We’ll start with her first company, Eve.com, which back then sold cosmetics online. It was the height of the dotcom boom.
NAFICY: I opened my doors at Eve.com, and we had literally orders coming in that very day. We’re sitting there watching orders pile in for cosmetics – and all kinds of cosmetics that we didn’t think we would sell online, like color cosmetics, things that you think you might have to try on. Success immediately. Immediate success at 28.
We were able to raise $26 million in the first year. So we did a very fast scaling of the company, I think we went from zero to 120 people in six months. I think we’d hired the entire, what they call “C-suite” of executives, within six months. Can you believe it? It was like an entire executive team – poof, overnight in six months.
HOFFMAN: So when Miriam was describing her instant exec team, I had three emotions all in one bundle: panic, calm, and acceptance. Panic from the viewpoint of “Oh my gosh, that’s going to be a train wreck.” Calm because in the early days at LinkedIn, I did something similar. But of course I did that with all the people I knew. And then acceptance, because the classic part of the entrepreneurial journey here is being in permanent beta. You have to always be a work in progress and training.
HOFFMAN: And in 1998, everyone was a work in progress. Most Silicon Valley startups were spending and hiring at a blistering pace. Mariam did exactly what any sensible entrepreneur would have done: She raised as much money as she could, and she moved fast. She went all in.
NAFICY: I think the thing was that the market was so heated, and so many VCs were backing competitors in this space, that I had to raise. It was good that we raised that much, and got out ahead of everyone, because we ended up in the number-one spot. And five venture-backed beauty companies launched after us. We were running TV ads. It was a complete land grab.
HOFFMAN: Mariam called it a land grab, and she was right. Everyone used that language, “land grab” and even “gold rush.” And in that kind of heated market, you have to raise a lot of money because your competitors are raising a lot of money. After all, you’re trying to win.
It’s easy to err on the side of caution, to raise less and to spend less. But there’s a potential mortal risk in being conservative. You might think you’re best serving your investors by being as efficient with capital as possible, but that’s actually not true. You reward your investors by creating a successful company. And raising only $20 million might mean losing the $20 million if your competitors outspend you.
Now Mariam raised $26 million, and it kept her one step ahead of her competitors.

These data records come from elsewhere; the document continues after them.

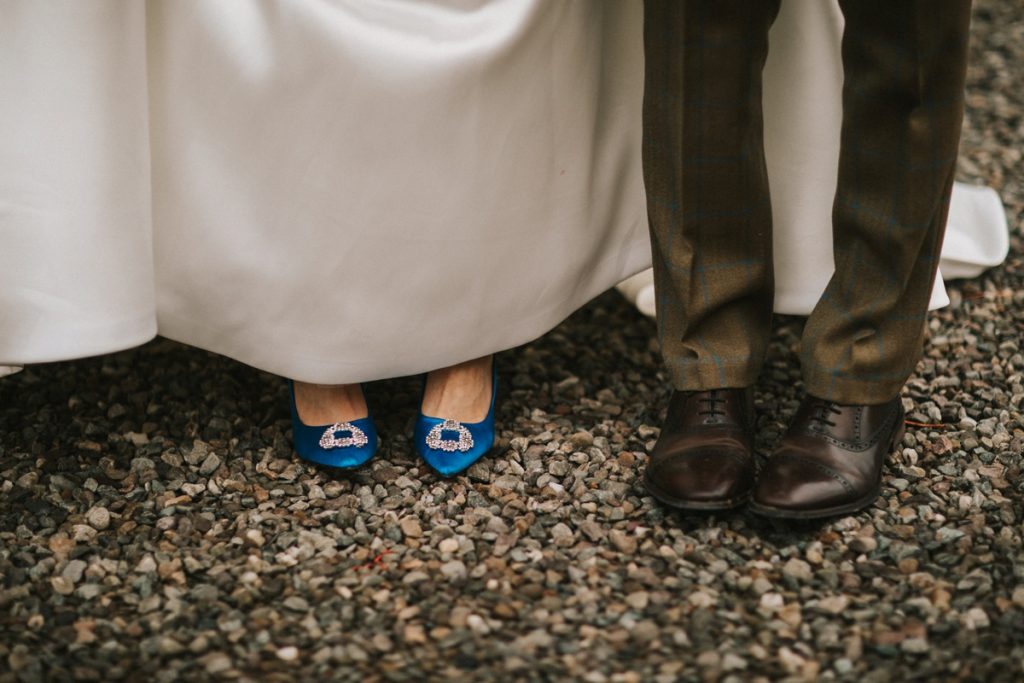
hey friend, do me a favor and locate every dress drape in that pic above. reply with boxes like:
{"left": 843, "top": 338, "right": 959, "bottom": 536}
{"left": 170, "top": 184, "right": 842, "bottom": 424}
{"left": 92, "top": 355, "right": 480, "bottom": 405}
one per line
{"left": 0, "top": 0, "right": 1008, "bottom": 381}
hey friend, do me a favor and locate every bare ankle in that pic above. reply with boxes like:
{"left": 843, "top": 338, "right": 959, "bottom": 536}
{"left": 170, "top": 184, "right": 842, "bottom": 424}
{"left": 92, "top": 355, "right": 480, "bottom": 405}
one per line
{"left": 422, "top": 355, "right": 494, "bottom": 422}
{"left": 292, "top": 382, "right": 368, "bottom": 424}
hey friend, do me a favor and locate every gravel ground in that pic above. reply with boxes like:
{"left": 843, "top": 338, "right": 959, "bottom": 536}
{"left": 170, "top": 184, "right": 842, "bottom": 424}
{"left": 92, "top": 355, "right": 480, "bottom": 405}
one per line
{"left": 2, "top": 3, "right": 1022, "bottom": 682}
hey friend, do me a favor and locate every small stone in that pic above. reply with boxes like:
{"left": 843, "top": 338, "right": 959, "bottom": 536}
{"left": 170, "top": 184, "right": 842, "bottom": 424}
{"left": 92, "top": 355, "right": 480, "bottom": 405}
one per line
{"left": 848, "top": 537, "right": 877, "bottom": 554}
{"left": 135, "top": 555, "right": 157, "bottom": 573}
{"left": 201, "top": 653, "right": 232, "bottom": 674}
{"left": 467, "top": 614, "right": 491, "bottom": 635}
{"left": 722, "top": 653, "right": 747, "bottom": 671}
{"left": 961, "top": 607, "right": 990, "bottom": 630}
{"left": 400, "top": 518, "right": 423, "bottom": 538}
{"left": 625, "top": 591, "right": 649, "bottom": 610}
{"left": 243, "top": 529, "right": 265, "bottom": 548}
{"left": 782, "top": 558, "right": 812, "bottom": 582}
{"left": 130, "top": 456, "right": 154, "bottom": 472}
{"left": 631, "top": 621, "right": 659, "bottom": 643}
{"left": 199, "top": 452, "right": 222, "bottom": 476}
{"left": 16, "top": 472, "right": 38, "bottom": 488}
{"left": 936, "top": 527, "right": 966, "bottom": 543}
{"left": 551, "top": 523, "right": 574, "bottom": 547}
{"left": 777, "top": 647, "right": 806, "bottom": 674}
{"left": 62, "top": 560, "right": 87, "bottom": 584}
{"left": 404, "top": 625, "right": 427, "bottom": 644}
{"left": 72, "top": 620, "right": 96, "bottom": 645}
{"left": 283, "top": 596, "right": 309, "bottom": 612}
{"left": 85, "top": 507, "right": 110, "bottom": 531}
{"left": 548, "top": 461, "right": 570, "bottom": 477}
{"left": 901, "top": 637, "right": 930, "bottom": 654}
{"left": 696, "top": 651, "right": 720, "bottom": 668}
{"left": 181, "top": 482, "right": 205, "bottom": 497}
{"left": 438, "top": 538, "right": 460, "bottom": 554}
{"left": 50, "top": 576, "right": 74, "bottom": 596}
{"left": 76, "top": 584, "right": 103, "bottom": 600}
{"left": 159, "top": 637, "right": 185, "bottom": 656}
{"left": 48, "top": 534, "right": 75, "bottom": 559}
{"left": 759, "top": 593, "right": 784, "bottom": 610}
{"left": 139, "top": 595, "right": 161, "bottom": 614}
{"left": 403, "top": 571, "right": 429, "bottom": 585}
{"left": 190, "top": 635, "right": 210, "bottom": 654}
{"left": 778, "top": 603, "right": 802, "bottom": 628}
{"left": 609, "top": 530, "right": 636, "bottom": 554}
{"left": 125, "top": 431, "right": 149, "bottom": 446}
{"left": 569, "top": 431, "right": 594, "bottom": 448}
{"left": 815, "top": 596, "right": 850, "bottom": 615}
{"left": 579, "top": 520, "right": 605, "bottom": 543}
{"left": 689, "top": 590, "right": 716, "bottom": 608}
{"left": 440, "top": 560, "right": 467, "bottom": 581}
{"left": 898, "top": 558, "right": 919, "bottom": 574}
{"left": 276, "top": 646, "right": 299, "bottom": 662}
{"left": 834, "top": 658, "right": 853, "bottom": 674}
{"left": 394, "top": 476, "right": 418, "bottom": 489}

If she could have raised even more, she would have. But is there such a thing as raising too much money? Personally, I don’t think so. But let’s hear from someone who does.
Be the last person standing
My friend Selina Tobaccowala co-founded Evite, an online invitations service, around the same time that Mariam founded Eve.com. Selina went on to serve as president of SurveyMonkey and is now co-founder of a new startup, Gixo. I asked her to reflect on the money she raised for Evite.
SELINA TOBACCOWALA: We took way too much capital. We took $37 million in the end for online invitations. It sounds crazy, it was crazy. At the time, it was all about: Get the eyeballs. Put a billboard on 101. Spend the capital. Hire, hire.
The thing I’ve learned was: Make sure you have a strong business, and then scale it out. Make sure you have the right unit economics, make sure you have the right fundamentals. And there was no reason we should have taken so much capital.
HOFFMAN: Selina looks back on the $37 million and says, “Wow, that was kind of crazy.” And it does seem crazy. But that’s the market you’re in. You have to play to win. Just as your competitors are playing to beat you. You have to be the last person standing.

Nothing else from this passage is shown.